Em maio, caminhoneiros que prestam serviços à transportadora Tecfon, subcontratada pela ERJ para entregar alimentos nas escolas, haviam ameaçado entrar em greve devido a um atraso de quatro meses em seus pagamentos. Eles também denunciaram as “condições precárias” em que frutas, verduras e legumes seriam mantidos no galpão da empresa.

Atrasos em pagamentos de funcionários e fornecedores podem ser motivados por circunstâncias excepcionais e inesperadas, como sugere a ERJ. Na terça-feira, o diretor operacional da empresa, Daniel Olher Carolino, falando ao Cruzeiro do Sul sobre a demora dos pagamentos, ponderou que a terceirizada atende 25 municípios e que, embora a Prefeitura de Sorocaba pague em dia, atrasos nos repasses de outros contratos resultam em problemas “pequenos e pontuais”. “Diga para os funcionários que estamos sólidos e não vamos falir. Isso é uma afirmação sem fundamento”, pediu.

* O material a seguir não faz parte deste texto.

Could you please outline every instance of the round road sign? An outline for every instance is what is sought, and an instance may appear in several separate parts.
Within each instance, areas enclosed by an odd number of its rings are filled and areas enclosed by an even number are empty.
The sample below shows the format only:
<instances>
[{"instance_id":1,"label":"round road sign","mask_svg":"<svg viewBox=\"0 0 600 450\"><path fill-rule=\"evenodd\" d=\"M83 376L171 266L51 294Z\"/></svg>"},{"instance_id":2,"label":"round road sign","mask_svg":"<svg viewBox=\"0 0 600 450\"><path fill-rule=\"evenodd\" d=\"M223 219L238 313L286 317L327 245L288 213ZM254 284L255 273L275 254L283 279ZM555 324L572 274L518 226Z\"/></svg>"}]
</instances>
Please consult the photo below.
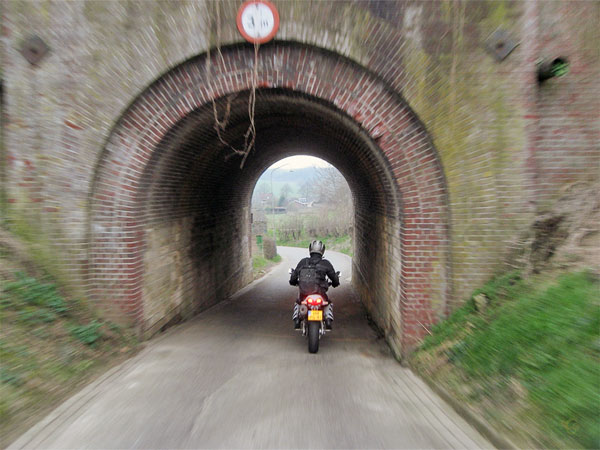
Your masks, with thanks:
<instances>
[{"instance_id":1,"label":"round road sign","mask_svg":"<svg viewBox=\"0 0 600 450\"><path fill-rule=\"evenodd\" d=\"M240 6L237 26L248 42L263 44L275 37L279 28L279 13L271 2L250 0Z\"/></svg>"}]
</instances>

A palavra do diretor merece crédito, mas não exime a Prefeitura de cuidados especiais para assegurar que a ERJ, enquanto responda pelo fornecimento de merendas em Sorocaba, mantenha em dia suas obrigações — não só com salários, mas também aquelas relativas aos diretos trabalhistas e não rebaixe a qualidade dos produtos servidos aos estudantes. Primeiro, porque a empresa tem um contrato pelo qual recebe pontualmente, e deve cumpri-lo. Segundo, porque não é justo que os funcionários e estudantes de Sorocaba sejam penalizados por problemas gerados por outras prefeituras. Como contratante, a Prefeitura de Sorocaba tem poderes para exigir, por via judicial se for preciso, que a empresa cumpra integralmente as obrigações assumidas e preste contas do que faz.

O fato de uma nova licitação ter sido anunciada — o edital chegou a ser publicado, mas o certame foi paralisado pelo Tribunal de Contas, que apontou diversos problemas — não atenua a responsabilidade de ninguém.

As denúncias sobre produtos vencidos ou de baixa qualidade precisam ser investigadas, independentemente da CPI da Câmara ou de qualquer outra condição. A alegação da Prefeitura, de que as merendeiras têm obrigação de informar à direção da escola sobre produtos de má qualidade, não leva em conta que essas mulheres são a parte vulnerável de uma relação de trabalho e que podem silenciar, para preservar seus empregos. Para garantir a qualidade dos alimentos, o poder público não pode e não deve contar unicamente com a colaboração das merendeiras, cuja função é preparar as refeições, e não fiscalizar.

Acompanhamento dos recolhimentos devidos aos empregados, vistorias sem aviso prévio nas dependências utilizadas pela empresa para armazenar ou embalar os produtos e fiscalizações periódicas por amostragem diretamente nas escolas são o mínimo que a Prefeitura pode fazer, diante dos indícios de descapitalização e das denúncias sobre uma possível precarização do serviço.